Scaling considerations
Zoekt is Sourcegraph's indexing engine. When processing a repository, Zoekt splits the index it creates across one or more files on disk. These files are called "shards."
Zoekt uses memory maps to load all shards into memory to evaluate search queries. In most deployments, the total size of the search index (all the shards on disk) is much larger than the total amount of RAM available to Zoekt. Amongst other benefits, using memory maps allows Zoekt to:
- Leverage demand paging: only read the shard file from the disk if Zoekt tries to read that portion of the file (and it isn't already in RAM)
- Leverage the kernel's page cache: keep the most frequently accessed pages in RAM and evict them when the system is under memory pressure
Consideration: RAM versus Disk
As stated above, Zoekt uses RAM as a cache for accessing shards while evaluating a search query.
-
The more RAM you give Zoekt, the more shards it can hold in RAM before it has to access the disk.
-
The less RAM you give Zoekt, the more often it will have to access the disk to read the data it needs from its shards. If Zoekt has to access the disk more often, this negatively impacts search performance, increases disk utilization, etc.
Tuning Zoekt's resource requirements is a balance between:
- The amount of RAM you are willing to allocate
- The amount of disk i/o resources that you have available in your environment
- The impact on search performance that you find acceptable
Consideration: Available memory maps
As stated above, Zoekt uses memory maps to load all of its shards into memory.
There is a limit to the number of memory maps a process can create on Linux. On most systems, the default limit is 65536 maps. Processes, including Zoekt, will be terminated if they attempt to allocate more memory maps than that limit.
This limit provides a ceiling for the number of shards a Zoekt instance can store. When capacity planning, you can estimate the amount of Zoekt instances (including some slack for growth) you'll need via the following rule of thumb:
TEXT(number of repositories) / (60% * (memory map limit))
So, assuming that you have 300,000 repositories and a memory map limit of 65,536, this results in:
TEXT(300,000) / (.6 * 65,536) = 7.62 => 8 instances
Sourcegraph's monitoring system also includes an alert for this scenario and mitigation steps.
Shard merging
Shard merging is a feature of Zoekt which combines smaller index files, or shards, into one larger file, a compound shard.
This reduces memory requirements for Zoekt webserver and improves performance of searches that are bound by "work done per shard".
This feature is particularly useful for customers with many small and rarely updated repositories.

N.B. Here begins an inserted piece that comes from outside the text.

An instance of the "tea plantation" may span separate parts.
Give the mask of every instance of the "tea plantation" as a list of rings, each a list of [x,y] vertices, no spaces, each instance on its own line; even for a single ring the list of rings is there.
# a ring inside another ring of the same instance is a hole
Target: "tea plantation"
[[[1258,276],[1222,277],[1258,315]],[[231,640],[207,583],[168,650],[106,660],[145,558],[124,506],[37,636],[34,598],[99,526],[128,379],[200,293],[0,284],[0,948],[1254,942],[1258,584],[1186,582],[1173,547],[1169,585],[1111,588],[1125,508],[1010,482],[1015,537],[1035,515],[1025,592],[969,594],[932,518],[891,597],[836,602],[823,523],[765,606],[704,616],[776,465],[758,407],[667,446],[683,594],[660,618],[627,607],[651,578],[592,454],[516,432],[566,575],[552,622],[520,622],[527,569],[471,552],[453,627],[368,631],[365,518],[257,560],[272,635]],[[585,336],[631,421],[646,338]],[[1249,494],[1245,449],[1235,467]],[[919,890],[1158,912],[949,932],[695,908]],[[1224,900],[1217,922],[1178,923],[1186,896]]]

Shard merging is on by default. It can be disabled by setting the ENV SRC_DISABLE_SHARD_MERGING="true"
for Zoekt indexserver.
Shard merging can be fine-tuned by setting ENV variables for Zoekt indexserver:
Env Variable | Description | Default |
---|---|---|
SRC_VACUUM_INTERVAL | Run vacuum this often, specified as a duration | 24 hours |
SRC_MERGE_INTERVAL | Run merge this often, specified as a duration | 8 hours |
SRC_MERGE_TARGET_SIZE | The target size of compound shards in MiB | 2000 |
SRC_MERGE_MIN_SIZE | The minimum size of a compound shard in MiB | 1800 |
SRC_MERGE_MIN_AGE | The time since the last commit in days. Shards with newer commits are excluded from merging. | 7 |
When repostiories receive udpates, Zoekt reindexes them and tombstones their old index data. As a result, compound shards can shrink and be dismantled into individual shards once they reach a critical minimum size. These individual shards are then considered for future merge operations. Shard merging can be monitored via the "Compound shards" panel in Zoekt's Grafana dashboard.